Em junho de 2021, o BID aprovou um empréstimo de 200 milhões de dólares para a Argentina, para um programa de saneamento de água potável e saneamento de água para populações de menos de 50 mil habitantes. O empréstimo conta com um prazo de amortização de 23,5 anos, período de carência de sete anos e taxa de juros baseada no London Interbank Offered Rate (LIBOR). O valor se soma aos 265 milhões de dólares concedidos pelo Banco Mundial para o saneamento da bacia Matanza-Riachuelo na área metropolitana de Buenos Aires.
EUA, G7 e OTAN versus China e Rússia
Os esforços dos EUA no G7 e na OTAN têm se voltado ao fortalecimento da postura multilateral contra a China e a Rússia, aspecto que já se desenhava desde o começo da administração Biden e que dá continuidade à política de Trump.
Para frear o avanço chinês na América Latina, os senadores Bob Menéndez, Marco Rubio, Ted Cruz, Tim Kaine e Ben Cardin propuseram desde agosto de 2020 a “Lei de Promoção da Competitividade, Transparência e Segurança nas Américas” (ACTSA, na sigla em inglês). Esta lei, de caráter extraterritorial, pretende melhorar e ampliar a presença dos EUA na região e rebater o avanço chinês na infraestrutura física e digital (com a rede 5G). A lei propõe melhorar ferramentas econômicas e a presença diplomática dos EUA na América Latina, rebater “práticas econômicas malignas” e apoiar o financiamento da sociedade civil através da assistência para o desenvolvimento.
Por último, existe um orçamento discricionário do Departamento de Defesa para a Iniciativa de Dissuasão do Pacífico que consistirá em 715 bilhões de dólares para modernizar e criar capacidades militares de dissuasão da China e da Rússia.

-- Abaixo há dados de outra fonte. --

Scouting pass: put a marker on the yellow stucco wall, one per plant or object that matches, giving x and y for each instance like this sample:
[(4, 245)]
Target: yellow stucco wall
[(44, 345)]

A iniciativa de Biden para “construir um mundo melhor” busca ser o aríete usado pelos EUA para propor “sair da crise”. Para isso, há três aspectos críticos: 1) recorrer e reformar o sistema multilateral, o que inclui pelo menos a Organização Mundial de Saúde (OMS) e a Organização Mundial de Comércio (OMC); 2) reativar a presença dos EUA no G7, G20, OTAN, entre outros; 3) aproveitar o financiamento através de empréstimos do BID, FMI, Banco Mundial e instituições do governo estadunidense para propiciar investimentos privados em regiões como a América Latina, África e Indo-Pacífico.
Ao mesmo tempo, Biden enfrenta a China no aspecto comercial, que propôs – através da Associação Econômica Integral Regional (RCEP) e a da Nova Rota da Seda (OBOR, na sigla em inglês) – uma nova geopolítica no Pacífico e ingressou em organismos multilaterais ocidentais, daí a necessidade dos EUA de “Reformar, Reativar, Financiar” em um mundo que tende à “bloquização”. O apoio do G7 aos países do Sul global para a vacinação contra a Covid-19 chega tarde, porque vários desses países começaram a utilizar vacinas produzidas pela China e pela Rússia diante da limitação do mecanismo COVAX e do acaparamento de vacinas dos países do Norte. Nesse sentido, apesar do bloqueio, Cuba avançou na vacinação produzindo vacinas próprias, que estão sendo exportadas a alguns países da região.